Neu dabei ist unter anderem die Disziplin „Slopestyle“. Hierbei fahren die Ski- und Snowboardfahrer einen Hindernisparcours ab, schlittern über Stangen oder an Steilwänden entlang und springen über unterschiedlich große Schanzen. Punktrichter bewerten den Schwierigkeitsgrad und die Ausführung der Tricks.

Im Ski-Freestyle wird es außerdem erstmals in der „Halfpipe“ zur Sache gehen – einer beim Snowboard schon seit 1998 etablierten Disziplin. Die Sportler fahren im Zickzack durch eine nach oben offene Halbröhre, wobei sie über die Kanten der Röhre hinausspringen und meterhohe Sprungkunststücke vorführen.

Zwei Saltos, dreieinhalb Schrauben

Die Leistungsentwicklung ist insbesondere in diesen Disziplinen enorm. Ein Beispiel dafür ist der so genannte „Cork“. Dieser Sprung, der aus gleichzeitigen Saltos und Schrauben besteht, ist so etwas wie der Axel im Eiskunstlauf. Er ist der schwierigste Sprung und Maß aller Dinge. Bei den Winterspielen von Vancouver 2010 begeisterte der amerikanische Doppel-Olympiasieger und Snowboard-Virtuose Shaun White die Zuschauer mit einem „Double Cork 1260“, also zwei Saltos mit dreieinhalb Schrauben.

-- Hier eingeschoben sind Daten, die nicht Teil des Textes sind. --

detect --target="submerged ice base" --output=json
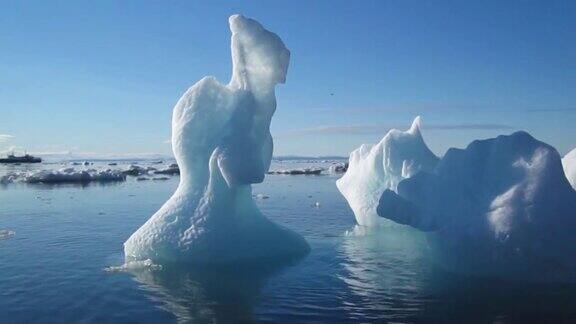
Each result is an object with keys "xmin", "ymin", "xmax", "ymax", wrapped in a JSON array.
[
  {"xmin": 124, "ymin": 15, "xmax": 309, "ymax": 264},
  {"xmin": 377, "ymin": 132, "xmax": 576, "ymax": 282},
  {"xmin": 336, "ymin": 117, "xmax": 438, "ymax": 226}
]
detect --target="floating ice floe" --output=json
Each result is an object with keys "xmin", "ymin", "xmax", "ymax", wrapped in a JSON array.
[
  {"xmin": 336, "ymin": 117, "xmax": 438, "ymax": 226},
  {"xmin": 104, "ymin": 260, "xmax": 162, "ymax": 272},
  {"xmin": 328, "ymin": 162, "xmax": 348, "ymax": 174},
  {"xmin": 21, "ymin": 168, "xmax": 126, "ymax": 183},
  {"xmin": 122, "ymin": 164, "xmax": 156, "ymax": 177},
  {"xmin": 562, "ymin": 149, "xmax": 576, "ymax": 189},
  {"xmin": 154, "ymin": 163, "xmax": 180, "ymax": 175},
  {"xmin": 377, "ymin": 132, "xmax": 576, "ymax": 281},
  {"xmin": 124, "ymin": 15, "xmax": 309, "ymax": 264}
]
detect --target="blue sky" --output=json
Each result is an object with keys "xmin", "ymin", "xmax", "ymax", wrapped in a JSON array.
[{"xmin": 0, "ymin": 0, "xmax": 576, "ymax": 156}]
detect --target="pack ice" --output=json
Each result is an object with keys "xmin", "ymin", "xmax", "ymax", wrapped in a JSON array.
[
  {"xmin": 124, "ymin": 15, "xmax": 309, "ymax": 264},
  {"xmin": 562, "ymin": 148, "xmax": 576, "ymax": 189},
  {"xmin": 377, "ymin": 132, "xmax": 576, "ymax": 281},
  {"xmin": 336, "ymin": 117, "xmax": 438, "ymax": 226}
]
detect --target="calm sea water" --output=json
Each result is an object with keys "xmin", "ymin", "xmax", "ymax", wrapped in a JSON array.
[{"xmin": 0, "ymin": 161, "xmax": 576, "ymax": 323}]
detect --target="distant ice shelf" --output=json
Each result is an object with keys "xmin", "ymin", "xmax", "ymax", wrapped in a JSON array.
[{"xmin": 336, "ymin": 117, "xmax": 438, "ymax": 226}]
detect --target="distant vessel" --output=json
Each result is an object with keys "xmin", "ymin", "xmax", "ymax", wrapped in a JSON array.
[{"xmin": 0, "ymin": 153, "xmax": 42, "ymax": 163}]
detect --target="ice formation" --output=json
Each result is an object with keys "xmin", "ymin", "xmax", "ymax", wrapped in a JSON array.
[
  {"xmin": 124, "ymin": 15, "xmax": 309, "ymax": 264},
  {"xmin": 0, "ymin": 168, "xmax": 126, "ymax": 184},
  {"xmin": 562, "ymin": 148, "xmax": 576, "ymax": 189},
  {"xmin": 336, "ymin": 117, "xmax": 438, "ymax": 226},
  {"xmin": 377, "ymin": 132, "xmax": 576, "ymax": 281}
]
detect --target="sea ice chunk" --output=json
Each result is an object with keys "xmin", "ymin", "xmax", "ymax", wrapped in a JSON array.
[
  {"xmin": 377, "ymin": 132, "xmax": 576, "ymax": 281},
  {"xmin": 124, "ymin": 15, "xmax": 309, "ymax": 264},
  {"xmin": 562, "ymin": 148, "xmax": 576, "ymax": 189},
  {"xmin": 24, "ymin": 168, "xmax": 126, "ymax": 184},
  {"xmin": 336, "ymin": 117, "xmax": 438, "ymax": 226}
]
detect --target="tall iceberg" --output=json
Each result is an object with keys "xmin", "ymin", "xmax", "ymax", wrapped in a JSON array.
[
  {"xmin": 336, "ymin": 117, "xmax": 438, "ymax": 226},
  {"xmin": 377, "ymin": 132, "xmax": 576, "ymax": 281},
  {"xmin": 124, "ymin": 15, "xmax": 309, "ymax": 264},
  {"xmin": 562, "ymin": 148, "xmax": 576, "ymax": 189}
]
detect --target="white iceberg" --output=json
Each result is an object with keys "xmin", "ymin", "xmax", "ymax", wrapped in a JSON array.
[
  {"xmin": 22, "ymin": 168, "xmax": 126, "ymax": 184},
  {"xmin": 562, "ymin": 148, "xmax": 576, "ymax": 189},
  {"xmin": 377, "ymin": 132, "xmax": 576, "ymax": 281},
  {"xmin": 124, "ymin": 15, "xmax": 309, "ymax": 264},
  {"xmin": 336, "ymin": 117, "xmax": 438, "ymax": 226}
]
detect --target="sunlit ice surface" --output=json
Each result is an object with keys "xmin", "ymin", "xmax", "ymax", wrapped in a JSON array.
[{"xmin": 0, "ymin": 161, "xmax": 576, "ymax": 322}]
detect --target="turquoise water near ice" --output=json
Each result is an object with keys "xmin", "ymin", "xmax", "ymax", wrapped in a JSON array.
[{"xmin": 0, "ymin": 162, "xmax": 576, "ymax": 323}]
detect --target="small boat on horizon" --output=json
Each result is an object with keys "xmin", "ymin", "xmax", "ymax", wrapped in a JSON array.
[{"xmin": 0, "ymin": 153, "xmax": 42, "ymax": 163}]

Ein waghalsiges Kunststück, das vorher kaum jemand für möglich gehalten hatte. Heute gehört diese Figur zum Standard der männlichen Spitzenleute dieser Disziplin. Wer den doppelten „Cork“ nicht mit vier kompletten Schrauben oder am besten gleich in dreifacher Ausführung beherrscht, hat in Sotschi keine Medaillenchance.

Mit dem Leistungsniveau steigt der Anspruch an die Athletik, genauso wie die körperliche Belastung und Verletzungsgefahr, denen sich die mitunter erst 15-jährigen Freestyler aussetzen. Prominente Beispiele für schwere Unfälle im Profibereich gab es mehrere. 2009 lag der Amerikaner Kevin Pearce, der damals zur absoluten Weltspitze im Snowboarden gehörte, nach einem Trainingssturz wochenlang mit einem Schädel-Hirn-Trauma im künstlichen Koma. Ein Schock für die Szene war dann der Tod der kanadischen Ski-Freestyle-Ikone Sarah Burke. Sie verunglückte 2012 beim Training in der Halfpipe.

Unfälle verdüsterten auch die Vorbereitungsphase auf die olympischen Wettkämpfe. Die brasilianische Ski-Freestylerin Lais Souza fuhr gegen einen Baum und liegt nun mit Lähmungen auf der Intensivstation. Und beim ersten Trainingslauf auf der olympischen Slopestyle-Strecke im Rosa Chutor Extrem Park gab es gleich mehrere Verletzte. Am Montag stürzte der Norweger Torstein Horgmo, einer der Favoriten auf Gold, und brach sich das Schlüsselbein. Die Organisatoren in Sotschi haben daraufhin den Slopestyle-Kurs vorsichtshalber entschärft. Trotzdem kam es am Dienstag und Mittwoch beim Training der Frauen zu weiteren schweren Stürzen.